The UBR went through the House easily, and the property industry was slow to pick up on what it actually meant. The costs lie at the heart of the unemployment issue, and that is a serious charge. The Economic Secretary will remember the early 1980s, which saw almost the collapse of large-scale manufacturing industry in the west midlands—it was not the only part of Britain in which that happened, and there were reasons for it. So severe was that collapse that the Government of the time created rate-free industrial areas, which meant that factories could be built there without having the burden of rates. That is how serious it was.
Some people are now predicting that unemployment will rise to 3 million, and possibly more.

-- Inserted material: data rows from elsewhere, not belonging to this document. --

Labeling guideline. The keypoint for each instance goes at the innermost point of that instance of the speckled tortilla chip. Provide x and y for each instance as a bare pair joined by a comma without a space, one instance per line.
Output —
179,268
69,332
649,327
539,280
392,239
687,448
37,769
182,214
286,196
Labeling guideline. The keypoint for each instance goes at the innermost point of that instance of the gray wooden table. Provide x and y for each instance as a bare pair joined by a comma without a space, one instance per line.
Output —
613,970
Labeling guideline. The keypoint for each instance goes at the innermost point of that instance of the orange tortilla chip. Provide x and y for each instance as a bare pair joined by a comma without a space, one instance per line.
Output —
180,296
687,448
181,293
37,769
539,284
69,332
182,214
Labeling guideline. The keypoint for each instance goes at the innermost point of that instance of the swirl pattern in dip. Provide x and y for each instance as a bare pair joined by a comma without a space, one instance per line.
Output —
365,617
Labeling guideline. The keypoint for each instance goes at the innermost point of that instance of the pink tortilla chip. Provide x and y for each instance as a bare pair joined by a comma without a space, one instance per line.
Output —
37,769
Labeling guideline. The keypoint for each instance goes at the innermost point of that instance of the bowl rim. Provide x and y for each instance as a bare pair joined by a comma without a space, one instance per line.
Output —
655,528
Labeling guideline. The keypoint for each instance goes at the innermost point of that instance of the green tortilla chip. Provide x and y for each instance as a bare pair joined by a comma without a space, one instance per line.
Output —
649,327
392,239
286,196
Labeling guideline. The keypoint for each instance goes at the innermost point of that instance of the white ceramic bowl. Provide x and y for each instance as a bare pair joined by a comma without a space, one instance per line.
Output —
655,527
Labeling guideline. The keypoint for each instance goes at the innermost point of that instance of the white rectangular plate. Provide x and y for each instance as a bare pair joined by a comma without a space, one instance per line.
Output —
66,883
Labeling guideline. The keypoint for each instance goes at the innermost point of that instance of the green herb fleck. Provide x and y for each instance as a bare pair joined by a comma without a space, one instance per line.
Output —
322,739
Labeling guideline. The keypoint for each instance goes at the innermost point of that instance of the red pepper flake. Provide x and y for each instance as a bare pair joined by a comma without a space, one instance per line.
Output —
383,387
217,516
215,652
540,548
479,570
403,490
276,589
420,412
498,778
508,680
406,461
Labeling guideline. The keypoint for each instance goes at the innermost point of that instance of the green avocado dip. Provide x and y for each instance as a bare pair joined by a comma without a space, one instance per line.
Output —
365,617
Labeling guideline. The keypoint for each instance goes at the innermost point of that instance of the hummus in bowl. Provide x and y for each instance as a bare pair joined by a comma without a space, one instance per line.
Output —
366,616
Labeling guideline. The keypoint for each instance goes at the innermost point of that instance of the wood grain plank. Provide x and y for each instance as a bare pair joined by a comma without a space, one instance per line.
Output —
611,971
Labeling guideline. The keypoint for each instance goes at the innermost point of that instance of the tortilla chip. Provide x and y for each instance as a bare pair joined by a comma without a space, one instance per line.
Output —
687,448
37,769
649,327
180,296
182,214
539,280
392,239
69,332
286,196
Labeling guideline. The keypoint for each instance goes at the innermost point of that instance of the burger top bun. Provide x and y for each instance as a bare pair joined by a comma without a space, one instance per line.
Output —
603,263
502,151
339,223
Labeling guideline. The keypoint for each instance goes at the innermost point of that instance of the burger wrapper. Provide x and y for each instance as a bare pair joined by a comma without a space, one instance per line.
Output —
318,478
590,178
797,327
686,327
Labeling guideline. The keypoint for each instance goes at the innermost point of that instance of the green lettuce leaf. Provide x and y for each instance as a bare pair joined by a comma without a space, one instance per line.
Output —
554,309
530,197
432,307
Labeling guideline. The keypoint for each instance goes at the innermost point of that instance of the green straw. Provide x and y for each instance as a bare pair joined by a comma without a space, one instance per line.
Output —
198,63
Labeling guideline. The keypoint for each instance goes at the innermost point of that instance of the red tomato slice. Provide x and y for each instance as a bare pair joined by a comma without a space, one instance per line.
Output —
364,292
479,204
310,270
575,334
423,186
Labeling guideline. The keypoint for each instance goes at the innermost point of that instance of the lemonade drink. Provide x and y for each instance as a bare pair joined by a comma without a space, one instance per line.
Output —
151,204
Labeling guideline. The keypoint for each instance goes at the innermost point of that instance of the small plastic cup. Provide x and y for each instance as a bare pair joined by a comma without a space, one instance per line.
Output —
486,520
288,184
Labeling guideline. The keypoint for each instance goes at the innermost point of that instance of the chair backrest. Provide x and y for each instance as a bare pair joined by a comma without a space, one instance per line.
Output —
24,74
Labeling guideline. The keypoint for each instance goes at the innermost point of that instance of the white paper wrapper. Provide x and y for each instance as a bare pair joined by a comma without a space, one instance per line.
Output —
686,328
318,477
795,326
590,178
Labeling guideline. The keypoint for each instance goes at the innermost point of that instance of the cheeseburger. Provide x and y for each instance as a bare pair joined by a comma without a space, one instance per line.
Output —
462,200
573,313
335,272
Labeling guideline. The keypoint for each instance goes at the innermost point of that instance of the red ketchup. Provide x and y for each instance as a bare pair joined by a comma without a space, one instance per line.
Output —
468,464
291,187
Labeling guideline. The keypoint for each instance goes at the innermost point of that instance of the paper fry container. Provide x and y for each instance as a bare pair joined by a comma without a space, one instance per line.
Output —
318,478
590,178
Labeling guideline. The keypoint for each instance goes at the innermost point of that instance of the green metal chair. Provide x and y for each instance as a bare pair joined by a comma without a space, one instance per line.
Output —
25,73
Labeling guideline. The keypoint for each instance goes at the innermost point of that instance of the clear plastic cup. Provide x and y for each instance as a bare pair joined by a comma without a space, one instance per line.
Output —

That would be worse than the unemployment of the early 1980s, but the Economic Secretary will remember the vast areas of dereliction that followed when companies were forced, before the scheme came in, to demolish buildings. The pious and the wise said that they were old buildings anyway and it was just as well to get rid of them, but they were the source of much employment. I think it was Lord Heseltine who came up with the idea of designated business-rate free areas. There was one in London and one in Liverpool, and the west midlands definitely had one. That shows the severity of that recession.
Now we face a different problem. Many areas are hurting, such as recently built shopping malls, where properties are rated at the highest end of the rentable market, invariably with clauses that say the rents can only go up. No one should think that employment in retail is negligible in this economy; it is in fact significant and substantial. These shopkeepers include some large companies. We saw Woolworths go—we can wave that goodbye—but a lot of people were employed by that company and it provided employers' national insurance at 12.8 per cent. while the employees paid nearly 10 per cent. too. Those revenues to the Government sustain employment, and so the increases are very worrying.
I shall give an example of a building that is designated new build, although it was a very elegant refurbishment, in central London. I can talk about this from personal experience, so it is not a vague or illusory illustration. The rent for a less than 5,000 sq ft shop in a central London borough is £270,000, set in 2004. The uniform business rate for the same shop, last year, was £124,740. That is what is confronting many a small business. This business employs about 60 people, some of them part-timers and all of them paying national insurance contributions while the employer pays the employers' national insurance contribution. That is a huge sum for that business to pay, yet it is providing employment in these dire times.
Today, I walked from Tottenham Court road to see what has happened there. At one time, the area was the centre of London's book trade, but now there are empty shops and fast food outlets. That is where we are getting to. I urge the Government to take seriously the employment side of all their equations and to think about what is happening. The uniform business rate and the nearly 50 per cent. multiplier of whatever the rent is are what kills the prospects for many companies and thus the employment of many people.
I have a quick and simple message for those on the Government Front Bench. I want to concentrate on the plight of small business and to make the point that it is in serious trouble, much of which is due to this Government. The Government are doing lots of things not very successfully because they did not take into account the fact that they had to administer and manage their projects. Also, I want to say that they could have seen rates as a real way of putting capital into local business, but they failed to understand that. The difference is that loans must be paid out, but rates, if the Government wish to offer relief, do not have to be taken. That was the major point that I wanted to make.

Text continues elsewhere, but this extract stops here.